The choice between strategies depends on your objectives: use parallel approaches for broader hit identification and preventing any missed opportunities when you can afford to test more compounds, and consensus methods when you need higher confidence in your selections.

Case study

In collaboration with Bristol Myers Squibb, we found improved affinity prediction in LFA-1 inhibitor lead optimization.

Compounds in this work¹ were generated to identify orally available small molecules targeting the LFA-1/ICAM-1 interaction, which modulates immune responses. Structure-activity data from these compounds were split into chronological training and test datasets for QuanSA (ligand-based) and FEP+ (structure-based), (by Schrödinger) affinity predictions.

Each individual method showed similar levels of high accuracy in predicting pKi. However, the hybrid model averaging predictions from both approaches performed better than either method alone. Through partial cancellation of errors, the mean unsigned error (MUE) dropped significantly, achieving high correlation between experimental and predicted affinities.

Progressing virtual screening results

Binding affinity alone does not make a promising therapeutic candidate. Multi-parameter optimization (MPO)⁵ helps to prioritize hits from virtual screening by identifying compounds with the best overall drug-like properties and the highest probability of clinical success. MPO methods incorporate multiple objectives, including potency, selectivity, ADME, and safety profiles.

Summary

Your virtual screening strategy will depend on your success criteria, the computational time and resources you are willing to invest, and the available data. Ligand-based methods provide a faster and less costly alternative, valuable for filtering very large, chemically diverse libraries, or when structural data is limited.  Structure-based approaches work when high-quality protein structures are available. They often provide better library enrichment but are more computationally expensive.

Evidence strongly supports hybrid approaches that combine atomic-level insights from structure-based methods with pattern recognition capabilities of ligand-based approaches. Whether through sequential workflows or parallel consensus scoring, integrated strategies can outperform individual methods by reducing prediction errors and increasing hit identification confidence.
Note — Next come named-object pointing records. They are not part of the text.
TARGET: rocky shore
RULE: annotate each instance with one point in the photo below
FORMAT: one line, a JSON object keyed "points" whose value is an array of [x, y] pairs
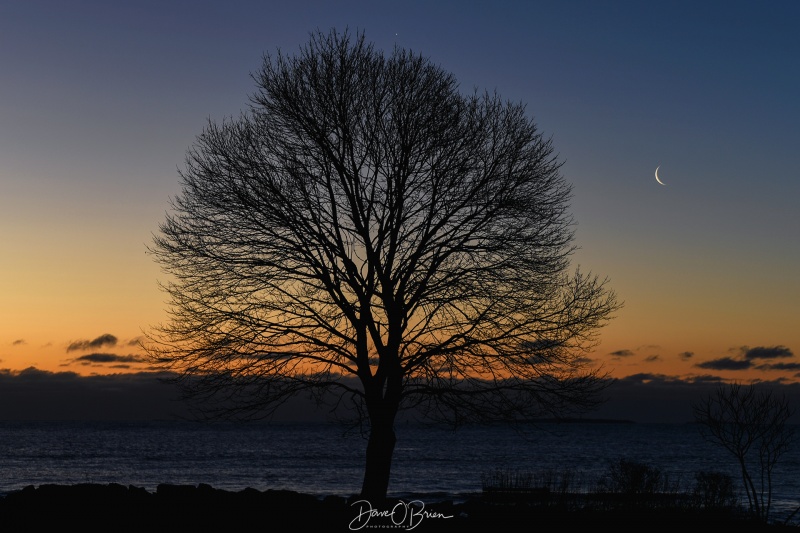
{"points": [[113, 507]]}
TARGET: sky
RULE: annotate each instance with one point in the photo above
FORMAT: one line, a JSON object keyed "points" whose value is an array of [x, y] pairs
{"points": [[99, 102]]}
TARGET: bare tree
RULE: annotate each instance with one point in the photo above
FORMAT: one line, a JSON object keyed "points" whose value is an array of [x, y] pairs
{"points": [[368, 232], [749, 422]]}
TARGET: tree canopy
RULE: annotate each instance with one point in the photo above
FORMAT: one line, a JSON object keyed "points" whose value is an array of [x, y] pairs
{"points": [[368, 232]]}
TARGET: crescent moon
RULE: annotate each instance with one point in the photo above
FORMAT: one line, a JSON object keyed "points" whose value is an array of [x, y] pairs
{"points": [[658, 180]]}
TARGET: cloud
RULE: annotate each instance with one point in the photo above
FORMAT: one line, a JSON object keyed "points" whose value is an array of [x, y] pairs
{"points": [[136, 341], [109, 358], [779, 366], [725, 363], [103, 340], [622, 353], [766, 352]]}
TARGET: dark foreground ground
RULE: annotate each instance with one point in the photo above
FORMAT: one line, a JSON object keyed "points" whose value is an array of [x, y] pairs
{"points": [[94, 507]]}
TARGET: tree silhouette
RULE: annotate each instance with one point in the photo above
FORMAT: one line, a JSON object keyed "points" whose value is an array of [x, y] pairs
{"points": [[750, 423], [366, 232]]}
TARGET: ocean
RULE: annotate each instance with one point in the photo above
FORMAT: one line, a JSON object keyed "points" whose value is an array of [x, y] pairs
{"points": [[323, 459]]}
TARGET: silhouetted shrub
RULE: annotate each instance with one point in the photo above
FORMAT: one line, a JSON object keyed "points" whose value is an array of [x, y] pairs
{"points": [[714, 490], [631, 477]]}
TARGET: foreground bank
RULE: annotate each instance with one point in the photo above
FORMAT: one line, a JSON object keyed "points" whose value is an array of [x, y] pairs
{"points": [[113, 507]]}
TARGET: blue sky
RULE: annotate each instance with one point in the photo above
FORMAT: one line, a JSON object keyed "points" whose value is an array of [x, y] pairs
{"points": [[99, 102]]}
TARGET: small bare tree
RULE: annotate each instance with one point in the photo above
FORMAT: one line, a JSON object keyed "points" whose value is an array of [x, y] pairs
{"points": [[751, 423], [369, 231]]}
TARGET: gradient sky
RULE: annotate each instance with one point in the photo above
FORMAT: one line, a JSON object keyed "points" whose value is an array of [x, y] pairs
{"points": [[99, 102]]}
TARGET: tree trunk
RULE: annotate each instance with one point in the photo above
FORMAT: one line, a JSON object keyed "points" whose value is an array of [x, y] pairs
{"points": [[380, 449]]}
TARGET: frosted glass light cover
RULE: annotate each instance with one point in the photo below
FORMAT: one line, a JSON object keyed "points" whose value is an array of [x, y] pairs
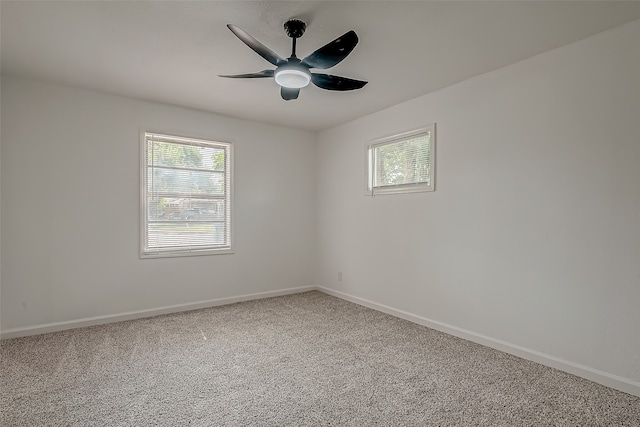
{"points": [[292, 78]]}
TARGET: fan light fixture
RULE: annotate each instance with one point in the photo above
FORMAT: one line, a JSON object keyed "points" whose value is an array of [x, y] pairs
{"points": [[292, 73], [292, 78]]}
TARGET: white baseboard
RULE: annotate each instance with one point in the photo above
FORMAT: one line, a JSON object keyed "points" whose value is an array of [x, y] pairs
{"points": [[112, 318], [619, 383]]}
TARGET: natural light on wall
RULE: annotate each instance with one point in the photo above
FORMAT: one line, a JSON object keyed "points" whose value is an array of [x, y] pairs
{"points": [[401, 163], [186, 196]]}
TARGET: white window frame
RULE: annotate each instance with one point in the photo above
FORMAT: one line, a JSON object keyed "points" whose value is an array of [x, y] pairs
{"points": [[370, 147], [145, 251]]}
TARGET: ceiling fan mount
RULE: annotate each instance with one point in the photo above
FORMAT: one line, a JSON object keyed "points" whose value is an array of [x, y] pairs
{"points": [[292, 73], [295, 28]]}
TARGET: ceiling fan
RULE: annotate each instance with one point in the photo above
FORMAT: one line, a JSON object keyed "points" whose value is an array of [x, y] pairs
{"points": [[292, 74]]}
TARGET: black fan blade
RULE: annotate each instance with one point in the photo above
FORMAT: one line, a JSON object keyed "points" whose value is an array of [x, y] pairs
{"points": [[263, 73], [329, 82], [289, 93], [258, 47], [332, 53]]}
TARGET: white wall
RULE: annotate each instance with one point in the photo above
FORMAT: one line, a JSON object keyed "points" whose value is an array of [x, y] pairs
{"points": [[532, 237], [70, 207]]}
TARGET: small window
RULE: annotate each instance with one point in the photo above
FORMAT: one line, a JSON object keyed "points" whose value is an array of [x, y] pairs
{"points": [[186, 196], [401, 163]]}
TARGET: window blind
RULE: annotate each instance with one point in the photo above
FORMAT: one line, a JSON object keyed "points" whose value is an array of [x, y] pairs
{"points": [[186, 195]]}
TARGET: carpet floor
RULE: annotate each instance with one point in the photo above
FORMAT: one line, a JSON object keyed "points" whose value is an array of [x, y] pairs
{"points": [[300, 360]]}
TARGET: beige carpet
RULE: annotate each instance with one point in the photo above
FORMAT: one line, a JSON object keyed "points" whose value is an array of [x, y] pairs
{"points": [[305, 359]]}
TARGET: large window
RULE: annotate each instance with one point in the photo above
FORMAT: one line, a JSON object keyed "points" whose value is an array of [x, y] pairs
{"points": [[401, 163], [186, 196]]}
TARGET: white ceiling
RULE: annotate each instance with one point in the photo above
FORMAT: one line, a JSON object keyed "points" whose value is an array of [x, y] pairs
{"points": [[172, 52]]}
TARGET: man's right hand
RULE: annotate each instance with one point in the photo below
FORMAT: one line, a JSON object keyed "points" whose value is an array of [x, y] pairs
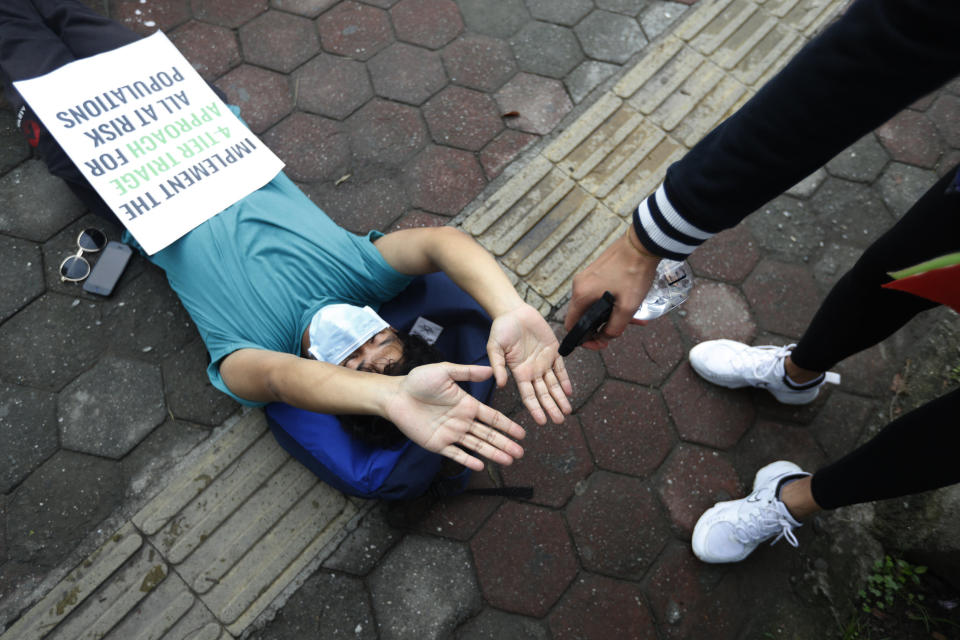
{"points": [[625, 270]]}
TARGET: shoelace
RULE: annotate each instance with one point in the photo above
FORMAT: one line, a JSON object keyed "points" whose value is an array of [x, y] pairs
{"points": [[763, 523], [764, 359]]}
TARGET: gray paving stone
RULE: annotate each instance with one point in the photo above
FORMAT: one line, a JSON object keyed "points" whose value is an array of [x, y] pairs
{"points": [[850, 212], [329, 605], [501, 19], [587, 77], [21, 274], [659, 16], [564, 12], [424, 589], [13, 146], [610, 37], [189, 392], [364, 547], [36, 204], [59, 504], [862, 161], [493, 624], [109, 409], [50, 342], [787, 227], [28, 430], [546, 49], [901, 185]]}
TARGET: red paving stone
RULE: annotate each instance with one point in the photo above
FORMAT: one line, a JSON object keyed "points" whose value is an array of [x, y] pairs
{"points": [[428, 23], [705, 413], [693, 480], [462, 118], [354, 30], [444, 180], [530, 575], [627, 428], [598, 607], [645, 354], [606, 520], [555, 460]]}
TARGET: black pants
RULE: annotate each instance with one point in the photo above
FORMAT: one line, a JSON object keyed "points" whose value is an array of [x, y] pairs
{"points": [[918, 451]]}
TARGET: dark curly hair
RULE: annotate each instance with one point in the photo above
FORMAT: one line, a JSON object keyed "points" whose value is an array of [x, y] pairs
{"points": [[380, 432]]}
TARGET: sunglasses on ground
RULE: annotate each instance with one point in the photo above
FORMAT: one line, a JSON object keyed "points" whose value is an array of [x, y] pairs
{"points": [[75, 268]]}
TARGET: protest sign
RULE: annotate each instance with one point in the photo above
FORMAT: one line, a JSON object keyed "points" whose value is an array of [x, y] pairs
{"points": [[158, 145]]}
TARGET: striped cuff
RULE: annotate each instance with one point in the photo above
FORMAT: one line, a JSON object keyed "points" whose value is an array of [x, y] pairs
{"points": [[663, 231]]}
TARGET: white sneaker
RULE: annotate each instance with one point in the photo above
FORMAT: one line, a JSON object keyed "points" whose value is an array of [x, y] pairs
{"points": [[734, 365], [730, 531]]}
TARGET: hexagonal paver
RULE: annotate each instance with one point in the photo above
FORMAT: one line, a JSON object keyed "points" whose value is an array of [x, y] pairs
{"points": [[770, 441], [788, 228], [212, 50], [50, 342], [95, 412], [190, 395], [444, 180], [706, 413], [646, 354], [263, 96], [502, 150], [354, 30], [36, 204], [945, 114], [146, 18], [407, 73], [565, 12], [279, 41], [555, 460], [500, 19], [462, 118], [308, 8], [611, 421], [536, 104], [693, 480], [424, 588], [730, 255], [862, 161], [363, 202], [530, 574], [610, 37], [912, 138], [605, 518], [21, 275], [428, 23], [28, 429], [48, 516], [386, 132], [901, 185], [783, 296], [479, 62], [546, 49], [716, 310], [313, 147], [332, 86], [229, 13], [599, 607]]}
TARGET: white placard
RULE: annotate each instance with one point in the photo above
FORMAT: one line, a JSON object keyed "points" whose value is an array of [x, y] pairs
{"points": [[153, 139]]}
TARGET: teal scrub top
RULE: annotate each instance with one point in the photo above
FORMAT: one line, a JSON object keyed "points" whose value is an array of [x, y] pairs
{"points": [[254, 275]]}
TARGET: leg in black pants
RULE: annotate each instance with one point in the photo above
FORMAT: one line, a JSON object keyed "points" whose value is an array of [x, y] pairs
{"points": [[917, 452], [36, 38]]}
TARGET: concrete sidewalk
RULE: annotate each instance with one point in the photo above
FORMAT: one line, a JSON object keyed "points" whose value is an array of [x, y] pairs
{"points": [[140, 503]]}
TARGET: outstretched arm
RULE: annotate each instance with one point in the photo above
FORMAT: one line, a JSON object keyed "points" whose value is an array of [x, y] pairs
{"points": [[427, 405], [520, 339]]}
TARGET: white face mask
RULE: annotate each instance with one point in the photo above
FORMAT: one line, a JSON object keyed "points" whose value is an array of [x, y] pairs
{"points": [[337, 330]]}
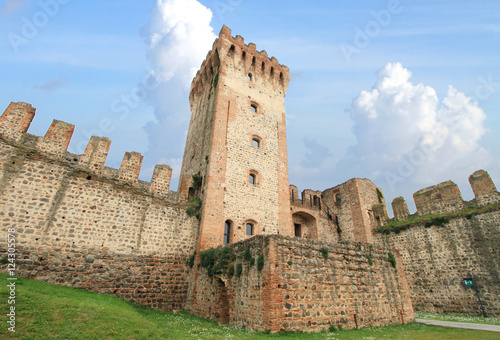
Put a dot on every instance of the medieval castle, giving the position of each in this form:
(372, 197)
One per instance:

Tamsin Mansley, PhD, is the president of Optibrium Inc. and global head of application science.

References

1. Cleves, A. E., Johnson, S. R. & Jain, A. N. Synergy and Complementarity between Focused Machine Learning and Physics-Based Simulation in Affinity Prediction. J. Chem. Inf. Model. 2021; 61, 5948–5966.
2. Scardino, V., Di Filippo, J. I. & Cavasotto, C. N. How good are AlphaFold models for docking-based virtual screening? iScience. 2023; 26, 105920.
3. Škrinjar, P., Eberhardt, J., Durairaj, J. & Schwede, T. Have protein-ligand co-folding methods moved beyond memorisation? bioRxiv preprint 2025;https://doi.org/10.1101/2025.02.03.636309.
4. Nittinger, E., Yoluk, Ö., Tibo, A., Olanders, G. & Tyrchan, C. Co-folding, the future of docking – prediction of allosteric and orthosteric ligands. Artif. Intell. Life Sci. 2025; 8, 100136.
5. Segall, M. D. Multi-Parameter Optimization: Identifying High Quality Compounds with a Balance of Properties. Curr. Pharm. Des. 2012;18, 1292–1310.